I have gained a lot of benefit using LLMs in conjunction with textbooks for studying. So, I think LLMs could help you become Schwartz.
Profession (1957) by Isaac Asimov is relevant: https://news.ycombinator.com/item?id=46664195
I totally agree - the article misses this point in a very conspicuous way. It suggests that Alice and Bob will both graduate at the same level.
What may well happen instead is that Bob publishes two papers.

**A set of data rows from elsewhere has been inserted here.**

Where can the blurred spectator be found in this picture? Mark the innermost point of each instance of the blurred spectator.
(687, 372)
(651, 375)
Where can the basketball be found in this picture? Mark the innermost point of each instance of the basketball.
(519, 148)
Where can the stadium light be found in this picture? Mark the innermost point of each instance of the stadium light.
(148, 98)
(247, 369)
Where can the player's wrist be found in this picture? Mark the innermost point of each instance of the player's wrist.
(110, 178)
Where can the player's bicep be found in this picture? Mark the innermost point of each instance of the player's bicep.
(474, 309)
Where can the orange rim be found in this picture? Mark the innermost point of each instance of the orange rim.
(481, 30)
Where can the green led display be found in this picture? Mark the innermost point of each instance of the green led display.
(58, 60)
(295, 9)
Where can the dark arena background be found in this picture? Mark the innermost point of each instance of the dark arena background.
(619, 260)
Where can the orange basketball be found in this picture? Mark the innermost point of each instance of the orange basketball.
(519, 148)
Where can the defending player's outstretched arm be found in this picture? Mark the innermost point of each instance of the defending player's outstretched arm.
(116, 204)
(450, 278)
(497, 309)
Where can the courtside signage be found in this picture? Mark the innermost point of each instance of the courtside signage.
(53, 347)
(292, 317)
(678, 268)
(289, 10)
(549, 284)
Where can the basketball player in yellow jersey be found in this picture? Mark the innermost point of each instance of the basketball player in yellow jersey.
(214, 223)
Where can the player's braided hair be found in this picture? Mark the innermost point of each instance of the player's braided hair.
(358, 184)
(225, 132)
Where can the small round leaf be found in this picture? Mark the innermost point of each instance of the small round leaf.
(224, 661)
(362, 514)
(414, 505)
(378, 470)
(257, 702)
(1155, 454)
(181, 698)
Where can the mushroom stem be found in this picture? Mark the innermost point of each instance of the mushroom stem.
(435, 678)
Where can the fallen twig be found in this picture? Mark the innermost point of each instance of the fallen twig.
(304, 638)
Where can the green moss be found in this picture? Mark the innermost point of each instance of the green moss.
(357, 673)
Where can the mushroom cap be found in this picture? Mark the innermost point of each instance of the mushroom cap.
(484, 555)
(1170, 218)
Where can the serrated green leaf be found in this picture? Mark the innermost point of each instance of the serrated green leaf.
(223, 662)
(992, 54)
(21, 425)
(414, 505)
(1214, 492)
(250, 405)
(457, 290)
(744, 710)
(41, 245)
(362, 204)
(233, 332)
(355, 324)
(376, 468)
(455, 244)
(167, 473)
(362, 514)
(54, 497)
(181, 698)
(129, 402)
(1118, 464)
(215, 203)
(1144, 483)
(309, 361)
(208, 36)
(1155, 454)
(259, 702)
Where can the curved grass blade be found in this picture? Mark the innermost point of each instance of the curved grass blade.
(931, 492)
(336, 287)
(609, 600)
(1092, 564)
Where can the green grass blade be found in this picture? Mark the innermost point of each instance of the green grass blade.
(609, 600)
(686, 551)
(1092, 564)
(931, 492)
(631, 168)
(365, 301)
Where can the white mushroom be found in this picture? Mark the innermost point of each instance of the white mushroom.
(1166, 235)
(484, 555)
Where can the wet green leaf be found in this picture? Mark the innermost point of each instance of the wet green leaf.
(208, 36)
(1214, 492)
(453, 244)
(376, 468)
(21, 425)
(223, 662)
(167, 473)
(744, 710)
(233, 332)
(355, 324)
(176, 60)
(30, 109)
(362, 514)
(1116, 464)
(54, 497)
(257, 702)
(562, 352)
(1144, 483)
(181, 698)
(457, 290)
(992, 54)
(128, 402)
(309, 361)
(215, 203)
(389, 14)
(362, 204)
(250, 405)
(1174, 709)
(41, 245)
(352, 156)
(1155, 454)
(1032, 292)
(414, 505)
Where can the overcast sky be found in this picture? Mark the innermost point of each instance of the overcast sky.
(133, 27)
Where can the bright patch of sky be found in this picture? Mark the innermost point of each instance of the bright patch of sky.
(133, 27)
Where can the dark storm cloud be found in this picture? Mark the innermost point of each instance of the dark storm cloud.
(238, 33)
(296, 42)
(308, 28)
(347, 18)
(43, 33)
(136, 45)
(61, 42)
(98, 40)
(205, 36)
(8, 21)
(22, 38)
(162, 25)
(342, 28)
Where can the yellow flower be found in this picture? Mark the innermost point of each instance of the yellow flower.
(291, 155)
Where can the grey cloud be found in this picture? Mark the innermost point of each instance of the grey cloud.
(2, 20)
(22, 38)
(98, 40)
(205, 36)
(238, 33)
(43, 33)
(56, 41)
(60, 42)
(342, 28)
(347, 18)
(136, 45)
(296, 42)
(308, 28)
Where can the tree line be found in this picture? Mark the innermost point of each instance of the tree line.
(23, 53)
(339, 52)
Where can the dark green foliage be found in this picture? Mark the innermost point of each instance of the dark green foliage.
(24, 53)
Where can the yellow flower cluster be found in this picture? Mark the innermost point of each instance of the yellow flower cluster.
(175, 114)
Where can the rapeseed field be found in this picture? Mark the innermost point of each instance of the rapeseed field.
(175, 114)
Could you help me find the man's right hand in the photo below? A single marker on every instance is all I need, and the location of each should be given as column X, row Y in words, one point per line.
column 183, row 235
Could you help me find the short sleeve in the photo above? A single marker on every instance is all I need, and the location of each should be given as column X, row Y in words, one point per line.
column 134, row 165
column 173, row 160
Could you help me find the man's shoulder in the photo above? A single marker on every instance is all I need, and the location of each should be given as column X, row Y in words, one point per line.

He then outcompetes Alice based on the insistence that others have on "publish or perish". Alice becomes unemployed and struggles, having been pushed out.
The person who puts the time and effort in doesn't just sit at the same level and they don't both just find decent employment. Competition happens and the authentic learning is considered a waste of time, which leads to real and often life threatening consequences (like being homeless after being unable to find employment).
>And so the paradox is, the LLMs are only useful† if you're Schwartz
For so many workers, their companies just want them to produce bullshit. Their managers wouldn't frame it this way, but if their subordinates start producing work with strict intellectual rigor it's going to be an issue and the subordinates will hear about it.
So, you're not wrong. But the majority of LLM customers don't care and they just want to report success internally, and the product needs to be "just good enough." An LLM might produce a shitty webpage. So long as the page loads no on will ever notice or care that it's wrong in the way that a physics paper could be wrong.
> And so the paradox is, the LLMs are only useful† if you're Schwartz
Was the LLM even useful for Schwartz, if it produced false output?
Sadly I don’t see how our current social paradigm works for this. There is no history of any sort of long planning like this or long term loyalty (either direction) with employees and employers for this sort of journeyman guild style training. AI execs are basically racing, hoping we won’t need a Schwartz before they are all gone. But what incentives are in place to high a college grad, have them work without llms for a decade and then give them the tools to accelerate their work?